If you find yourself in a Candy-splaining situation have enough power to walk away, because you do not want your baby to get caught in a van that they may never find their way out of. Unfortunately after coming through an experience like this, you are wary of anyone who is trying to sell something to you, and this is on both sides of business. My advice is not to have a sweet tooth; a desire to chase money and not having discernment about the type of client/contractor. Opportunities to excel always look great, but read the ingredients: Fine print on the proposals, researching the client/business/person, checking who else they are connected to and avoid anyone you are in direct competition with. In my experience, those who can and will deliver are humble in their approach, asks and answer questions authentically, and have a general idea of how they want ‘the children to play together.’ Be friends, not strangers.
THE PLAYPEN PACT
When you’ve had a Candy Van experience it’s not uncommon to want to micromanage everything to protect your business.

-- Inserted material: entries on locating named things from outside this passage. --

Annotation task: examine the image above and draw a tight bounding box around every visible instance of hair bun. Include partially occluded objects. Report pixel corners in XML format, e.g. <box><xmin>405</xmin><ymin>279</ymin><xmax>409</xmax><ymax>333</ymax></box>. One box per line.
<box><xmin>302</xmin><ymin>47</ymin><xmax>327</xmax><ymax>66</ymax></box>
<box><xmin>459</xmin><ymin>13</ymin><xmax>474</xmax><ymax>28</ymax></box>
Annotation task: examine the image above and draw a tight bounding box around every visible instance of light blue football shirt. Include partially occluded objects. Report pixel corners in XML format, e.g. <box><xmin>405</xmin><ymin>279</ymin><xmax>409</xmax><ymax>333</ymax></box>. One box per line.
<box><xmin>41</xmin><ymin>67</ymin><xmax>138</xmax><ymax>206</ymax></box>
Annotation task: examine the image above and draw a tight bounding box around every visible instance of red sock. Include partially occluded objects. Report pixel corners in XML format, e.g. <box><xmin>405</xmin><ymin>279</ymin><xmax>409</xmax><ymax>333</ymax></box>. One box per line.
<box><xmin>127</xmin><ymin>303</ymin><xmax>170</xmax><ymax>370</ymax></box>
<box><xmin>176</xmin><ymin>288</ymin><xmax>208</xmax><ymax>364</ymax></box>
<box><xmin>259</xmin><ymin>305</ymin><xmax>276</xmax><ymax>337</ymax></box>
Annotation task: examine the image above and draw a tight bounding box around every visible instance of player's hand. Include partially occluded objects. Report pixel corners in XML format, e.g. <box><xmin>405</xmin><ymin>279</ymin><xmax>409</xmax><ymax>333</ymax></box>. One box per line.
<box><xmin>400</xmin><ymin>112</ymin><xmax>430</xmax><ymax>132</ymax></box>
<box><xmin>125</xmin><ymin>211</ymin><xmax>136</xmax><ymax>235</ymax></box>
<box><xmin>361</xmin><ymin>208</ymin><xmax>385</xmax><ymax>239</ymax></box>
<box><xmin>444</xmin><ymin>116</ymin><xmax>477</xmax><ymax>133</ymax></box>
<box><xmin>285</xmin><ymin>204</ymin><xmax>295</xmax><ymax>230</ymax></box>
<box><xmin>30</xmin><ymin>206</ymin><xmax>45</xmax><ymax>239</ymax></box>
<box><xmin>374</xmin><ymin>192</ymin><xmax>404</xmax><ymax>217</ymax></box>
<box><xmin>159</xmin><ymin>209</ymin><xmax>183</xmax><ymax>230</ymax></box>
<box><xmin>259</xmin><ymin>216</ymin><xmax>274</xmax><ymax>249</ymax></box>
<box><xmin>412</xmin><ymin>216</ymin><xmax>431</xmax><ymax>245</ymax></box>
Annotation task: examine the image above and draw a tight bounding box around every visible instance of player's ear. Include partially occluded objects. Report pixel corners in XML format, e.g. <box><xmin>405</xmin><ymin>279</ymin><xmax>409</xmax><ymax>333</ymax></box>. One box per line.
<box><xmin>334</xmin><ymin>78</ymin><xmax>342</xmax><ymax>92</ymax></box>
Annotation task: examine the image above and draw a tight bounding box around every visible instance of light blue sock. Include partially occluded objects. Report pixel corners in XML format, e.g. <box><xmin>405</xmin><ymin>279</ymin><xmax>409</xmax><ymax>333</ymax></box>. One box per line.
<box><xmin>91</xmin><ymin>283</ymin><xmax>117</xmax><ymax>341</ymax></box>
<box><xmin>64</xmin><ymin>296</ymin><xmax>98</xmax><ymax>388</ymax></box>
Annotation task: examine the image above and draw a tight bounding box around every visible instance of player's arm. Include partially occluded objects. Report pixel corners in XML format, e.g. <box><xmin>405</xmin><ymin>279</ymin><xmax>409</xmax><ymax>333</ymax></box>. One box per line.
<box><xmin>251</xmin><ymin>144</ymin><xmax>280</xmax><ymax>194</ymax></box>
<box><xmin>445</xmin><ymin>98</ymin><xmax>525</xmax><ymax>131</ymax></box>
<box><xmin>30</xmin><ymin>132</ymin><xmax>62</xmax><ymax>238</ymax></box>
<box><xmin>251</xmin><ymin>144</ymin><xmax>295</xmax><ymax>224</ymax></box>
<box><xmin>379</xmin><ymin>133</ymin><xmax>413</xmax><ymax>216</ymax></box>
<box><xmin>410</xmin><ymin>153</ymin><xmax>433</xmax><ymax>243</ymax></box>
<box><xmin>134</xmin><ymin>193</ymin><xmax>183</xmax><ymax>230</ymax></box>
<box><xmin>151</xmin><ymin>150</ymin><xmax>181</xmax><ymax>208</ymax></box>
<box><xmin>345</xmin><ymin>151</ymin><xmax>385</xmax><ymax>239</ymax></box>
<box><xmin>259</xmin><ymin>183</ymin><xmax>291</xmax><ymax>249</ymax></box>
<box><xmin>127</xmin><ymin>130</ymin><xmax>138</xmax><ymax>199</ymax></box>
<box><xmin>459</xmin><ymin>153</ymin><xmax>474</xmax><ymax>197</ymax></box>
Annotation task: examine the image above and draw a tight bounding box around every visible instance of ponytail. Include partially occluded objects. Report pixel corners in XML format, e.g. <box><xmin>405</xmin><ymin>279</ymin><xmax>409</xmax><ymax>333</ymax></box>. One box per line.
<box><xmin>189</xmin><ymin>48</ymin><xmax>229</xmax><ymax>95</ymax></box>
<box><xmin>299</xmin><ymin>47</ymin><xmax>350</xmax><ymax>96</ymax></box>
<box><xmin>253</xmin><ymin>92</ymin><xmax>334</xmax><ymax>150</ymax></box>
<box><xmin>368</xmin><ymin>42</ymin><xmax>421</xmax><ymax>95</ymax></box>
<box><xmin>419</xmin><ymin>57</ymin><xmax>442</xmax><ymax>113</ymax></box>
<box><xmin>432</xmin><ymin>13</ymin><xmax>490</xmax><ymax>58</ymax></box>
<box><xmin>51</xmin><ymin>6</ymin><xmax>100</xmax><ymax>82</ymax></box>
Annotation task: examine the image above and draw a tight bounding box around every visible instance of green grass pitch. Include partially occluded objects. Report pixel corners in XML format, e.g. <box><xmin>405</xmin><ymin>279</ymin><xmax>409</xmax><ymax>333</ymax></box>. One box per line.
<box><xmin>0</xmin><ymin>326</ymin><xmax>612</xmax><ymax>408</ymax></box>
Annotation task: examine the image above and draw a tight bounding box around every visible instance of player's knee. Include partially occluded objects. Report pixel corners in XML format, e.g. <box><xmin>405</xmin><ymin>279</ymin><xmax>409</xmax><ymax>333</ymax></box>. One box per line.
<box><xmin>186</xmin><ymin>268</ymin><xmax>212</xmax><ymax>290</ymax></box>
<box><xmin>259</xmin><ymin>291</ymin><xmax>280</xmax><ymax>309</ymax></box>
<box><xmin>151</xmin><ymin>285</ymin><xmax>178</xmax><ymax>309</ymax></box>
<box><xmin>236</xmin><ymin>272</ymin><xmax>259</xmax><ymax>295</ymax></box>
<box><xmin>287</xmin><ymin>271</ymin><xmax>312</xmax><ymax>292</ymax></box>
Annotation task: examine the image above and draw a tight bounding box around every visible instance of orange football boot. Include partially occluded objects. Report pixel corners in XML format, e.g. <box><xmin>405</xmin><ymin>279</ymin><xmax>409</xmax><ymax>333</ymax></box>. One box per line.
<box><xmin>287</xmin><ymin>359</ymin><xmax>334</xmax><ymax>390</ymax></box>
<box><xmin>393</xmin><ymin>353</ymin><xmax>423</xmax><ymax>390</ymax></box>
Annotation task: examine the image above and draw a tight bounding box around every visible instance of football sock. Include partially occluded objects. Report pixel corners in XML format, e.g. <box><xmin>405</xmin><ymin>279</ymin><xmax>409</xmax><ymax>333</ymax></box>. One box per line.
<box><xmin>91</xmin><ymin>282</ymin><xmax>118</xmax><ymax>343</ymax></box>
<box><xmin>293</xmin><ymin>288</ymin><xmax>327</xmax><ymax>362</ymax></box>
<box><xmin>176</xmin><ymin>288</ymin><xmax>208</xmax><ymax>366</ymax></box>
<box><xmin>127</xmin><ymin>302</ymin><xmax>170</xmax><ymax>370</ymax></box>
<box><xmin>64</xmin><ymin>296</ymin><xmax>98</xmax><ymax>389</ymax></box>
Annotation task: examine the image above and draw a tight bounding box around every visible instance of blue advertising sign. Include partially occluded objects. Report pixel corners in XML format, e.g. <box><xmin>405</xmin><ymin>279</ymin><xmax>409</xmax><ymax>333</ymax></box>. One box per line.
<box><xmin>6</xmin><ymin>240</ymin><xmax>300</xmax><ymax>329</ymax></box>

When a mother first leaves their child in daycare or their first day of school there is a moment of guilt for leaving them. This is a normal instinct to have, even with your business. Do not allow the guilt of leaving your baby to play with another baby and be in the care of someone else to consume you. It will not serve you well. When two children come together in a playpen there is an unspoken trust that they have within the confines of that playpen. The playpen is your marketplace and with a little trust and discernment the children will play nicely. Continue to learn how to play with each other by respecting each other’s value. Nail down a process that works for both the business and the contractor. Create a space to learn from one another consistently, even if it is the ‘for dummies’ version of expertise. Ultimately the pact made within the playpen is that both the contractor and client are on a mission to grow up together.